Once the dough is shaggy but workable, knead for 8-10 minutes or until a small knob can be stretched gently between your fingers to a point of translucency. This is called the windowpane test. If you’re getting help from a stand mixer, use your dough hook and knead on medium speed, checking after 6-7 minutes.
Your dough should be warm, elastic, and smooth. Turn it into an oiled bowl and flip it around until all sides are lightly oiled. Let it rise in a warm, draft-free environment until doubled, 60-75 minutes (My preferred method is to turn my oven on for five minutes, turn it off, wait for five minutes, and then put the dough inside. This creates an environment warm enough to help it rise, but not warm enough to start it cooking already).
After the dough has doubled in bulk, push it down gently with your fist to release the gasses trapped inside, then let it rest for 10 minutes to get its breath back.
On a floured board, shape your bread. Since we are going for a round loaf, spin the dough in a circle, pushing it away from you with one hand, and using the other hand to tuck it under so you form a smooth, round ball. (There are a lot of videos and complex step-by-step series for this procedure, involving pinching seams, smoothing and pulling, spreading and folding and turning the dough, and a host of others to prevent the loaf from spreading rather than maintaining its round shape. Letting it rise and then baking it in a round pot takes care of many of these concerns. I haven’t been particularly firm about pinching seams, and my loaves have turned out nicely rounded.)

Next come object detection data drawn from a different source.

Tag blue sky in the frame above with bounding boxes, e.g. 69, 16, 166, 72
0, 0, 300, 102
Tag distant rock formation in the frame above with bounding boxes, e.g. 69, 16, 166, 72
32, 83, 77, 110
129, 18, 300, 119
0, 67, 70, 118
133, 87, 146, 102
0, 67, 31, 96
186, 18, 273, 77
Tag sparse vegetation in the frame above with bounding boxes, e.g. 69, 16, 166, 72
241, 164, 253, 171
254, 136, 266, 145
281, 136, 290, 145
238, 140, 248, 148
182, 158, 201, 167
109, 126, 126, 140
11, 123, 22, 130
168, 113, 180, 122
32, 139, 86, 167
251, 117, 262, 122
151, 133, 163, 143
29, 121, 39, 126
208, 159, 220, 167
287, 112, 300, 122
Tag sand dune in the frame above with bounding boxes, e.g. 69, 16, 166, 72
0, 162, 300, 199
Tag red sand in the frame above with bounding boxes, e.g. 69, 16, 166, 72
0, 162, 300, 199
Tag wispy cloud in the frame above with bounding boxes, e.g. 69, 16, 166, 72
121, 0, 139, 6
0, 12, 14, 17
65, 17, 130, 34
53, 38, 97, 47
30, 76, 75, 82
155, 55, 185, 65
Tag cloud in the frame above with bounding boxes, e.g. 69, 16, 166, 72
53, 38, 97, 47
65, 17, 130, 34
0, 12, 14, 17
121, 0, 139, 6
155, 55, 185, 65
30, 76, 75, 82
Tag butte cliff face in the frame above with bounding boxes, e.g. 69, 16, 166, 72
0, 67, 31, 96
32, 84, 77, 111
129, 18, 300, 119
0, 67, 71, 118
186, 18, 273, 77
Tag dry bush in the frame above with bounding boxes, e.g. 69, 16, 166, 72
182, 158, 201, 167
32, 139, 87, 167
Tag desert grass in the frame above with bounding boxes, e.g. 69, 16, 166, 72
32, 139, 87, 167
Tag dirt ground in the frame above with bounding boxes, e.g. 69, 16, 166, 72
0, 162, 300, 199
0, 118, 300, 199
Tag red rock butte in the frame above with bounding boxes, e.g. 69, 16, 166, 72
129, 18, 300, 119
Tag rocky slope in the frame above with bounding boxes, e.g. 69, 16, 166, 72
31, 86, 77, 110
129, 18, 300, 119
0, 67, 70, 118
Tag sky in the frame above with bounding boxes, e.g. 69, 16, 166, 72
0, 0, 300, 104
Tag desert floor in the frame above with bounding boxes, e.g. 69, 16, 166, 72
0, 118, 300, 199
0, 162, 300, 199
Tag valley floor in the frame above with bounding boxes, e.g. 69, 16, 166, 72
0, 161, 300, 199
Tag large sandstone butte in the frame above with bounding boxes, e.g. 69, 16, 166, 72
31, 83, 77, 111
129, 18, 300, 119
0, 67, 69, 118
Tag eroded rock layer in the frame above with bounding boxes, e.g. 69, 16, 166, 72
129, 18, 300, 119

Transfer the loaf to a dutch oven or similar lidded pot and let it rise for another 90 minutes. I lined my baking vessel with parchment paper this time so I wouldn’t have to use olive oil, which I suspect made my previous attempt too brown on the bottom. This seemed to work fairly well.
When your dough has risen again, it will be puffed and pushing against the sides of the pot. It’s now time to score it with a sharp knife, drizzle it with olive oil and sprinkle it with salt, then bake it with the lid on in a preheated 450F oven for 30 minutes. Keeping the lid on traps some of the moisture inside, so you don’t have to bother with flicking or spraying the inside of the oven, or even with adding a pan of water.
After half an hour, remove the lid and continue baking for 15-30 additional minutes, or until the bread is done (it should register 180-200F on an instant-read thermometer and sound hollow when you tap the bottom). Mine only took an additional 15 minutes before it tested done.
Let the bread cool for 10-15 minutes, if you can stand it, before slicing. This gives the center time to cool a bit and helps it stay together better.
Or, you know, just tear off chunks and eat them blisteringly hot. I won’t tell anyone.